The review released Thursday also calls for specific funding of federal openness commitments, better takeup of advice from interested parties and more co-operation with First Nations on transparency issues.
The report was conducted as part of the Open Government Partnership’s evaluation scheme, which does progress assessments for each of the global partnership’s 75 member governments, including Canada, which began participating in 2011.
Michael Karanicolas, president of the Right to Know Coalition of Nova Scotia, was selected by the partnership to carry out the task for Canada. He held consultations in Toronto, Ottawa, Montreal and Halifax, and spoke with officials from 16 government agencies and departments.
The report is intended to help develop Canada’s fourth open government plan under the partnership umbrella.
“There is no question that the landscape for open government in Canada has improved dramatically since the last election,” Karanicolas said.
“However, now that the low-hanging fruit has been plucked, Canada is at a crossroads. There is potential for Canada to establish itself as a global open government leader, but this will require bold and ambitious proposals, rather than more incremental steps forward.”
EDITORIAL: Undermining the information act
Canada made 22 commitments in its third action plan, from increasing digital access to museum collections and scientific data to enhancing openness about government spending.
Progress in some areas has been impressive, such as efforts to make information about Canada’s grants and contributions funding more transparent, Karanicolas says. ”However, consultation with civil society across the country uncovered a widespread feeling that the government could be doing more.”

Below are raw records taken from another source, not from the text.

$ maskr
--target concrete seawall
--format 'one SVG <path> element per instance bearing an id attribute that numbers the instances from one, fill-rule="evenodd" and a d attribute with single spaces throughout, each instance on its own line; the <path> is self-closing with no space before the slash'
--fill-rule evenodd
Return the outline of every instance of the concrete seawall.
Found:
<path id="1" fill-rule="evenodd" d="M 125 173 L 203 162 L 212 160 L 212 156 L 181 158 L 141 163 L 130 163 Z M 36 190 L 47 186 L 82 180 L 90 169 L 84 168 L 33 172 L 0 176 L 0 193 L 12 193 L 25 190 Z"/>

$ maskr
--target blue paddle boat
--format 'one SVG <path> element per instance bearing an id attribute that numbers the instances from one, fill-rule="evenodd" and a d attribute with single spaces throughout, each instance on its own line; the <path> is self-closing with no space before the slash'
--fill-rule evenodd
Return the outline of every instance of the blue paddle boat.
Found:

Although Canada’s latest set of promises mentioned improvements to the Access to Information Act, which gives citizens access to federal files for a $5 fee, ”that appears to have been a false dawn” as substantial reforms were not forthcoming, the report says.
The Trudeau government introduced legislation last June that would give the information commissioner new authority to order the release of files, as well as entrench the practice of routinely releasing records such as briefing notes and expense reports.
The Liberals hail the bill as the first real modernization of the access law since its inception in 1983.
But the commissioner’s office and civil society groups have panned the proposals as too timid, or even a step backwards.
“Access to information is a central pillar of open government, such that Canada’s lack of progress on this critical indicator is beginning to overshadow the excellent work being done elsewhere,” Karanicolas’ report says.
He notes that many studies have drawn similar conclusions about what needs to be done, namely: expanding the right to file access requests to the offices of cabinet and the prime minister; creating a duty for officials to write things down; introducing binding timelines for responding to requests; and narrowing the broad exceptions that allow agencies to withhold information.
In general, civil society groups want assurances the government will actually incorporate their ideas and priorities into the next open government plan, to be finalized later this year, the report says.
Many felt the government entered the last round of consultations “with a fairly clear idea of the commitments they sought to include and, at best, the civil society participants could offer minor tweaks to these plans.”
The report also points out the special sensitivities around Indigenous needs to assert local control over information collected by and about First Nations communities, especially against the backdrop of the broader push for openness in the federal sphere.
Canada has a role in making the case for the benefits of openness, and to help train and equip “open data champions” from First Nations communities with the resources to pursue such policies, the report adds.